Kinsey's line of research helps explain the link between stress and such illnesses as rheumatoid arthritis and heart disease, which are exacerbated when the body's immune system becomes hyperactive, notes Padgett. Past research found that physical restraint stress decreases immune response in mice. This line of research finds the opposite effect with social stress-challenges that are perhaps more common in humans, Kinsey notes.
"If you think about the immune system as a continuum, you don't want to be pushed too far in one direction," he says. "Social defeat seems to skew animals toward inflammation."
Such research could eventually lead to practical applications, his adviser adds.
"We might actually be able to help reduce heart disease and any stress-related disease if we can see how the immune system and stress are intertwined," Padgett says.
Kinsey's goal is to help prevent inflammatory illness in humans, but it's the joy of working with animals that keeps him motivated during long nights in the lab.
"I am grateful...to the animals, that they are helping us.
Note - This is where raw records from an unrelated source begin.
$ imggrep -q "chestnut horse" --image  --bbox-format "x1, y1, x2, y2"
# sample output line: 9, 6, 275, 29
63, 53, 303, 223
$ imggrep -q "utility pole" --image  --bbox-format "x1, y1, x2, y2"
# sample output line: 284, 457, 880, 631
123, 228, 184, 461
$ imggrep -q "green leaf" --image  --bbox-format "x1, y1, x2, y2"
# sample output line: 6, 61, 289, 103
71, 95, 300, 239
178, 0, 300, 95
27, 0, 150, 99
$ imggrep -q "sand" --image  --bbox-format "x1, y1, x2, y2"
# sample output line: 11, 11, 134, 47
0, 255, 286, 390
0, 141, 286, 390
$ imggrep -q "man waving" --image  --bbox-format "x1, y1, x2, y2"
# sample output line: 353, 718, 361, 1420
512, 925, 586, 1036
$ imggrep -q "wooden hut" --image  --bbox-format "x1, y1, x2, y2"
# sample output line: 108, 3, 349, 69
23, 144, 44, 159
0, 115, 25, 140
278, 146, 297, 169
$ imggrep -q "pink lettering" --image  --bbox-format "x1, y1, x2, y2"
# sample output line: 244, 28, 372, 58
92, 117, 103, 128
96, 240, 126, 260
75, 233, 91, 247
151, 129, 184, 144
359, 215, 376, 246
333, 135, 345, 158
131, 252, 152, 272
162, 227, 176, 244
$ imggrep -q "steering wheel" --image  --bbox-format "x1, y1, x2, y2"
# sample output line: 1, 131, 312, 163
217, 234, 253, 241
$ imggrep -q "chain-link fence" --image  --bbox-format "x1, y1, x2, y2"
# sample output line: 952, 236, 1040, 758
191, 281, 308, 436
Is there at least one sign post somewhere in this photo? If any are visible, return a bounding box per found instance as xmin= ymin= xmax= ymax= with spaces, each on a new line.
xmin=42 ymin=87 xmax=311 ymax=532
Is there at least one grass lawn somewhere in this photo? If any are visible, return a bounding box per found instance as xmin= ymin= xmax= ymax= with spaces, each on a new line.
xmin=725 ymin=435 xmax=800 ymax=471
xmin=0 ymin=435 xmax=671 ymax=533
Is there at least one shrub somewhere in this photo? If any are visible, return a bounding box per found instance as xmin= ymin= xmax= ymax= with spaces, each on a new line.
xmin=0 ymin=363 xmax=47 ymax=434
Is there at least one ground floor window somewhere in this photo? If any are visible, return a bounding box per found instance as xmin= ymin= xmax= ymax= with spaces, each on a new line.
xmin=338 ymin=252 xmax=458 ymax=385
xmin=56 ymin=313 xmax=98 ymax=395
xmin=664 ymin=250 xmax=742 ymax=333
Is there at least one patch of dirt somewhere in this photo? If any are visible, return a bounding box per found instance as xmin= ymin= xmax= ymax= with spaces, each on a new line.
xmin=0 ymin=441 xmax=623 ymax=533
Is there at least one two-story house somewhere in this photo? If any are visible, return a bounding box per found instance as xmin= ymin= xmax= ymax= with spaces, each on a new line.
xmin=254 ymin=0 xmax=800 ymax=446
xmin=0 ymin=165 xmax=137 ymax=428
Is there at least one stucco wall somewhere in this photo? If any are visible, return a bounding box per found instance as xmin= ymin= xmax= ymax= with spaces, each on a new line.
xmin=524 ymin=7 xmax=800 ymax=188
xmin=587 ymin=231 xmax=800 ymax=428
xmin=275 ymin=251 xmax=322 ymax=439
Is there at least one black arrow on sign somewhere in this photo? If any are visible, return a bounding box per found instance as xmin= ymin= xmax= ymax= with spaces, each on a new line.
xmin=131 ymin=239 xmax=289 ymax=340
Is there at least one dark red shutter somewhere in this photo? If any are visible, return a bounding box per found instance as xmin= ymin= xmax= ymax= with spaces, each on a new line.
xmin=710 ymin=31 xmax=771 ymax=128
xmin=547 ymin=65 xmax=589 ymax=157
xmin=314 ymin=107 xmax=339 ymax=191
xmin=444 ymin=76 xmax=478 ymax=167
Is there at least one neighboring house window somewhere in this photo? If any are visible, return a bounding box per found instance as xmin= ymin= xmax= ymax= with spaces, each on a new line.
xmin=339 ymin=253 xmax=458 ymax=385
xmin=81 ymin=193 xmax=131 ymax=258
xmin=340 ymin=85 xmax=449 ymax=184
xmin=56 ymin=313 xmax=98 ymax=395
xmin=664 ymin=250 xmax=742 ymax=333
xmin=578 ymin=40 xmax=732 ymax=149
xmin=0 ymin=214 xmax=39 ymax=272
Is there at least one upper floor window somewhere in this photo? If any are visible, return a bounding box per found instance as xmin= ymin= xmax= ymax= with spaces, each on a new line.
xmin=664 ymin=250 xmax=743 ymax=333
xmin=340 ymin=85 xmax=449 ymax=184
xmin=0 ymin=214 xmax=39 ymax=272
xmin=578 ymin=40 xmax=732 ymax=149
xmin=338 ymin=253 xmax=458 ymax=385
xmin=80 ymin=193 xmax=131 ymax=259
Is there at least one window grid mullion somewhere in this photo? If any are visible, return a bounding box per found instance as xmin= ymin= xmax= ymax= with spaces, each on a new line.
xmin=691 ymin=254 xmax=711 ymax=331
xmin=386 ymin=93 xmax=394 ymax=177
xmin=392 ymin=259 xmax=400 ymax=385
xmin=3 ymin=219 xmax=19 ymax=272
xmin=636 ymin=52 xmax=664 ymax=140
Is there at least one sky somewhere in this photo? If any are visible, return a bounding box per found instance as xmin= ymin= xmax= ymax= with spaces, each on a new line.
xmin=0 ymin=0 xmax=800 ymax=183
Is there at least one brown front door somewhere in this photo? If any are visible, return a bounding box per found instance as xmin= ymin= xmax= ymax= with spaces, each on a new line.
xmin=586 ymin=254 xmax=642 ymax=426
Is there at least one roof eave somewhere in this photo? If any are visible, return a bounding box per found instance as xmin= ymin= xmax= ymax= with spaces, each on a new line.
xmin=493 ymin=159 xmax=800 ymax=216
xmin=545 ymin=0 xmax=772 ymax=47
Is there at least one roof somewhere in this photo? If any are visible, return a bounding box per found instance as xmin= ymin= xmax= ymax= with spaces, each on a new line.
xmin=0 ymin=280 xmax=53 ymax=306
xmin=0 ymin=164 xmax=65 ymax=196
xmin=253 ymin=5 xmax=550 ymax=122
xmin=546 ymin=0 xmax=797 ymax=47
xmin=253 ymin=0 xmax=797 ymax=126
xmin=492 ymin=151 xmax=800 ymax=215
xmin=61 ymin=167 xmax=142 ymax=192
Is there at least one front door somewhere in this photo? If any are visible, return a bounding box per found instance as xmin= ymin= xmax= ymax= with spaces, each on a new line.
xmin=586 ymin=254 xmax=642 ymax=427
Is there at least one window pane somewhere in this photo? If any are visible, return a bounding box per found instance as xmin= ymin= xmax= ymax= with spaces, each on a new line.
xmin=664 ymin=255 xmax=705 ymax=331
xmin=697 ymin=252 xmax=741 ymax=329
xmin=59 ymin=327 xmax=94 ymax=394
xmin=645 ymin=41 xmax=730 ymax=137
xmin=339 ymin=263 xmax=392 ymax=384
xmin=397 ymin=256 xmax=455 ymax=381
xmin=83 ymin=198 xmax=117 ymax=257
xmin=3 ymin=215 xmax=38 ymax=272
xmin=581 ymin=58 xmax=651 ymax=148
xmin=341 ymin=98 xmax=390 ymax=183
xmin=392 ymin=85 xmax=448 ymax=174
And that really drives me to make sure I am using the smallest number of animals possible with the experiment," says Kinsey.
In fact, Kinsey loves animals so much, he spends four of his off-hours each week volunteering at the Capital Area Humane Society in Hilliard, Ohio. There, he walks dogs and plays with cats-activities that provide the animals with needed exercise and help to make them more adoptable, says Jane Harding, a dog trainer for the humane society.
"You can have a dog in a kennel that starts to not care about people," says Harding. "Any interaction that you can have with them helps them stay social."
In addition to pitching in around the kennel, Kinsey volunteers at Humane Society fund-raising events, making balloon animals and running children's activities. At one recent fund-raiser, Kinsey taught Girl Scouts about animal care while making homemade dog biscuits with them. Unfortunately, the oven stopped working. So, Kinsey ran home and baked them in his own kitchen, Harding recalls.
"He always goes above and beyond," she says.
Kinsey received his degree in psychology in December, and he plans to seek out postdoctoral training in immunology. The psychologist doesn't yet know what lab he'll land in, but one thing is for sure: There'll be animals around.